Sunday, September 24, 2006

The Y Factor

Why do people subject themselves to ritual humiliation year after year, appearing on shows like the X Factor when they plainly have never, ever sung before? Have they all had common sense bypass surgery? Would it not have been more prudent to take those first faltering steps towards tunefulness in the privacy of their steam-filled bathroom where the combination of condensation and porcelain creates an echo that makes you sound quite good?

X Factor contestants fall into two categories. The first is gorgeous, talented people who can make Robbie Williams’s Angels or that Celine Dion song from Titanic actually sound half decent. These are people the public should engage in collective flagellation over for ignoring for so long and ITV should be congratulated for bringing them to our attention. There are usually two of these and they are eliminated in the second round after initial wild enthusiasm from the judges because they are discovered to be Tony Hadley or Sonia trying to get much needed media attention.

The other category takes in the vast majority of people who pin on the little cloth number and should probably be running the London Marathon dressed as a chicken instead of butchering Kylie’s Can’t get you out of my head. There is a vast menu of sub-categories. Most notably and this is on the way to being classified as a bona fide medical condition, is the sub-set of grotesque, overweight girls who appear to have been colonised by Britney Spears. Mind you Britney Spears is no advertisement for natural beauty these days herself. Showing up with their Primark sweats clinging to their midriff muffins, they hack their way through Baby one more time in a combination of keys that aren’t actually in the alphabet.

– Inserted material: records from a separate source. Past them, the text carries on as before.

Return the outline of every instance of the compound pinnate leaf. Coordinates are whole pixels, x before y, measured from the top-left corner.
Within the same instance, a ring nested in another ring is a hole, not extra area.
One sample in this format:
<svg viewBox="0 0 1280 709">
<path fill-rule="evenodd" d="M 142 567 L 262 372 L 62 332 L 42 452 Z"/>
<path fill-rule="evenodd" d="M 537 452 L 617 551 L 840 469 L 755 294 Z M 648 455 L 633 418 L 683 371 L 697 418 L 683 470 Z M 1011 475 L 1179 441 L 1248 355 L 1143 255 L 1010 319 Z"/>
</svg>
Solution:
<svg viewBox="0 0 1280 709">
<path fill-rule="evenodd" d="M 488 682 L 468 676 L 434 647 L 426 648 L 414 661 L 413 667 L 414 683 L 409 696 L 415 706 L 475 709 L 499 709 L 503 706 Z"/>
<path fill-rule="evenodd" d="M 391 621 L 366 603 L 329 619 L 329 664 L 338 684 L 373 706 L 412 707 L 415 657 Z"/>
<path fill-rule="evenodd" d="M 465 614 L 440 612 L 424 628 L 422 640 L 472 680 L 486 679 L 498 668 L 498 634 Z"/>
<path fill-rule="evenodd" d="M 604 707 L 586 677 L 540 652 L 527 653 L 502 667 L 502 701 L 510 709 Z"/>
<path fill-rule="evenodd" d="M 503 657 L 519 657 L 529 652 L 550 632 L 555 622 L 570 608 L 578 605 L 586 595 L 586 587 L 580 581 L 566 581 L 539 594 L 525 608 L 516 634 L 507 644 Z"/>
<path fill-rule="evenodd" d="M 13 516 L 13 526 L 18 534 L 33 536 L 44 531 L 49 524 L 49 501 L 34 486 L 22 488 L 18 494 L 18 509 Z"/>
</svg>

These deluded souls invariably claim they have been told they can sing. They might want to get their irony gauges checked or, at the very least review the numbers they have on ‘friends and family’. Having set themselves up for inevitable failure, they stand before three people, paralysed by stage fright, completely incapable of exercising control over their bottom lip and whimper out an a cappella version of a song that is normally accompanied by a thousand sampled rhythm, strings and bass tracks and the entire Welsh National Choir.

To compound the humiliation, they are encouraged to pump themselves up with self-belief and declare to a horrified nation, ‘I have the X Factor and I’m going all the way to the top’. Some lucky viewers at home will get to say, ‘hang on, isn’t that Darren from the IT help desk? What a dork.’ The rest of us wait in morbid fascination as they are frog-marched out weeping by Tony the DMC-shaped bouncer or have Louis throw a glass of water over them. One Britney-possessed reject, tears emerging in floods from underneath her bottle-bottomed spectacles sobbed this week, ‘they’re smashing dreams in there’.

There is a major dilemma here though. Everyone knows you have to have an ego the size of Hawaii backed up by megalomaniacal self-confidence in order to succeed in the cut and thrust of the music industry. Marilyn Monroe was once asked what she would have done if fifty per cent of critics thought she was rubbish. She replied that it wouldn’t have mattered to her if a hundred per cent thought she was rubbish, all a hundred per cent would have been wrong. Self-delusion is mandatory. You genuinely need to think that just because you can sing a bit, people will want to buy any piece of you that you can manage to commodify and Amazon can package and post. Every time you get off a plane, rather than think, ‘I hope no one notices my horribly swollen ankles’, you need to be thinking, ‘I’m going to phone up RandomHouse as soon as I am allowed to switch on my phone and get a book deal because I had a really interesting dream that would make a great, block-busting best seller’.

The auditions are finally over for this year and we move into a different phase where contestants discover that learning to sing properly can be quite hard when it’s just you and a piano. If you are thinking of entering next year’s competition and have based your entire self-assessment of your talent on the fact that you sound quite good singing along with Mariah Carey, be advised that it is Mariah that sounds good rather than you and go from there.